Sabrina und Stephan Hoffmann ließen sich trotz Hochwasser auf der Wisera trauen

Zur Trauung gewatet

Auf alles vorbereitet: Sogar Gummistiefel hatten sich Stephan und Sabrina Hoffmann für ihre Trauung gekauft. Foto: Gudrun Skupio

Wanfried. Der Hafenverein machte kurzerhand das Unmögliche möglich: Nur wenige Tage nach den sintflutartigen Regenfällen und dem damit einhergehenden Hochwasser traute Bürgermeister Wilhelm Gebhard bereits gestern wieder das erste Brautpaar auf der Wisera im Wanfrieder Hafen.

Nachdem Ernst-Wilhelm Kalden vom Hafenverein am Dienstag Stephan und Sabrina Hoffmann, geborene Bührmann, versicherte es sei kein Problem trotz überschwemmten Hafens auf der Wisera zu heiraten, bereiteten sich der Fleischermeister und die Industriekauffrau mit dem Kauf neuer Gummistiefel auf das Spektakel vor, um für alles gewappnet zu sein. „In Gummistiefeln zu heiraten wäre eine tolle Gaudi gewesen, aber die Idee mit dem Trecker fanden wir auch ganz passend, da ich in der dritten Generation Landwirt bin und so ein schöner Bezug zu meinem Beruf hergestellt wurde“, erzählt der 30-jährige Bräutigam.
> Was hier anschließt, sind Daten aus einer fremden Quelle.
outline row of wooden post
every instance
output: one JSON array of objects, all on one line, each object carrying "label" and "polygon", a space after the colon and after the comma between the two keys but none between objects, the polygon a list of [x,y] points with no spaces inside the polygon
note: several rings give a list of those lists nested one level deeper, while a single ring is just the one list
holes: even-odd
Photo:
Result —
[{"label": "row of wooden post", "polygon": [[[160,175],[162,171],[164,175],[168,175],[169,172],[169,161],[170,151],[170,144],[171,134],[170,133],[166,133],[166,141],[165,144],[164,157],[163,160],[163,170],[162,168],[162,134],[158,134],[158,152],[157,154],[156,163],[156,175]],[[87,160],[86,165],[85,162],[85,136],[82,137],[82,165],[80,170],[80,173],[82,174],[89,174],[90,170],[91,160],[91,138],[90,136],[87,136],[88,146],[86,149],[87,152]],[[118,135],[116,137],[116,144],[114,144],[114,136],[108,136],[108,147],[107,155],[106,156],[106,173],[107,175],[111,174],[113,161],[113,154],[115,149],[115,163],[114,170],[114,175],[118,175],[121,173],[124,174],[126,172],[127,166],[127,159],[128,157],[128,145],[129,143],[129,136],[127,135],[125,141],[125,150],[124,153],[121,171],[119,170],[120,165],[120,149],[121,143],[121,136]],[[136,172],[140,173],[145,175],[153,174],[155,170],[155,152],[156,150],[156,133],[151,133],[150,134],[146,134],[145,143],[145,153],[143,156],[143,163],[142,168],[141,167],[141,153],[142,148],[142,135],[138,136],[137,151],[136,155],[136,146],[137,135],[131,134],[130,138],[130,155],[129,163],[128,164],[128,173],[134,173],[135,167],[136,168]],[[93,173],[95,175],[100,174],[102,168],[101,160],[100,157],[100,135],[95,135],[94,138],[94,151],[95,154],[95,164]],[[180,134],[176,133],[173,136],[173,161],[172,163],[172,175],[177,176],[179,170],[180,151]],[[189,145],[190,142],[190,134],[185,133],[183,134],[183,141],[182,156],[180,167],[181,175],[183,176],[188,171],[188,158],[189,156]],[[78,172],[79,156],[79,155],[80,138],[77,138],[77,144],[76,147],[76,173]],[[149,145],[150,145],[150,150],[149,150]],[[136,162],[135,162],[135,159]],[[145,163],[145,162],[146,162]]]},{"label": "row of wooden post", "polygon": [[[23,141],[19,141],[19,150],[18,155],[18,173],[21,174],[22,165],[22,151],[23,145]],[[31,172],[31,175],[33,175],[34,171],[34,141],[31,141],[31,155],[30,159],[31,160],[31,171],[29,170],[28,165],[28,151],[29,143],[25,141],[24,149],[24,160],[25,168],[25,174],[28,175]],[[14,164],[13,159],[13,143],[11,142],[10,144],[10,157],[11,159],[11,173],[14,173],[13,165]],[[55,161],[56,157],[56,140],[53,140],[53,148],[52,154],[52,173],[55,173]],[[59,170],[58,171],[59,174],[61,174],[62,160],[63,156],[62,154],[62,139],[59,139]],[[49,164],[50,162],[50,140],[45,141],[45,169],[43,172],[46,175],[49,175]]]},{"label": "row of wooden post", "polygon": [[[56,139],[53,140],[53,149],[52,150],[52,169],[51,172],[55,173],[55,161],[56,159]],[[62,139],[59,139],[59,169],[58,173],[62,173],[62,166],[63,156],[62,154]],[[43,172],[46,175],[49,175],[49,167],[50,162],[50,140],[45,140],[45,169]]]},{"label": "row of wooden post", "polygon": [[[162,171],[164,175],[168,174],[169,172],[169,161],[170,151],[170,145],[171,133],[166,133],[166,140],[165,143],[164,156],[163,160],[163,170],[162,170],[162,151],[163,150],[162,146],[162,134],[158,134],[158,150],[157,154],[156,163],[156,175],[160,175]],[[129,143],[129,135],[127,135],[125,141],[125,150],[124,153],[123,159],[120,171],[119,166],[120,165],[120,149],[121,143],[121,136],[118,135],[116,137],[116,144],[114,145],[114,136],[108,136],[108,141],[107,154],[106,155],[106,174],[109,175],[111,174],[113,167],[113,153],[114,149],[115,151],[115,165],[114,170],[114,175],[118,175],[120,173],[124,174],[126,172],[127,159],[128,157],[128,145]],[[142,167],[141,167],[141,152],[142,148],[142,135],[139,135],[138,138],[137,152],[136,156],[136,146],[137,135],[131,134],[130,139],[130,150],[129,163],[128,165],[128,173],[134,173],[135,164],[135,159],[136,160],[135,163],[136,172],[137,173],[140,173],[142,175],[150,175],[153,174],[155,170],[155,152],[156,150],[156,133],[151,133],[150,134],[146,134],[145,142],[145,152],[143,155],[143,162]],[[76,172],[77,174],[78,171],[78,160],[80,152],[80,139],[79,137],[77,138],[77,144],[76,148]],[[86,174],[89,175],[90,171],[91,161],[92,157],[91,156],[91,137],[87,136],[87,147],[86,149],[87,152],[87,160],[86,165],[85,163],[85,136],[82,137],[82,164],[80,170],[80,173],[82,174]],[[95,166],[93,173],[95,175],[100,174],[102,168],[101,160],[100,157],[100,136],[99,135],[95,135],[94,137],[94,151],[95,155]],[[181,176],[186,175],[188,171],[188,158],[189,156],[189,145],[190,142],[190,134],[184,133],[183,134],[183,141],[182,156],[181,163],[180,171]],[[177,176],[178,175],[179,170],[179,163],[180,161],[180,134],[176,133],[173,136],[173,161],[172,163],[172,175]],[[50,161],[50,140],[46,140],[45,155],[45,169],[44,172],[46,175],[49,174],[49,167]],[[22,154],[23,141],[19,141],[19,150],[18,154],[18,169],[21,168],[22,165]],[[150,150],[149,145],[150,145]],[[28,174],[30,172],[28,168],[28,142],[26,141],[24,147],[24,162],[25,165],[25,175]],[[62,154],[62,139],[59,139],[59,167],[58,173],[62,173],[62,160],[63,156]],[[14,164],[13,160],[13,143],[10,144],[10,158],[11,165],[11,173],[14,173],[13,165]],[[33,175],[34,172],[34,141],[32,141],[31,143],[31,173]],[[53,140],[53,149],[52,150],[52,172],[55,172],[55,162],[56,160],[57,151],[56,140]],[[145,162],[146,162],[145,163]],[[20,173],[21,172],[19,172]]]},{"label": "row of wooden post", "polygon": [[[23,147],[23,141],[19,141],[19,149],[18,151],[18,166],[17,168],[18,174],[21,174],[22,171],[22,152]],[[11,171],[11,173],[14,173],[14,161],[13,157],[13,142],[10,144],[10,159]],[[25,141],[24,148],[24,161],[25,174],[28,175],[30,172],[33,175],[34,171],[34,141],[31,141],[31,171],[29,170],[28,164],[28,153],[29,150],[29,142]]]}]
Selbstredend, dass Trecker samt festlich geschmückten Anhänger aus dem Besitz des „Hans Dampf in allen Gassen“ stammte - wie Gebhard in seinen quietschgelben Gummistiefeln den Bräutigam während der Trauung beschrieb. In Wathosen hatten die Mitglieder des Hafenvereins keine Mühen gescheut um die Wisera, die bereits letzten Montag aus der Werra ans Land gehoben wurde, hochzeitstauglich zu machen.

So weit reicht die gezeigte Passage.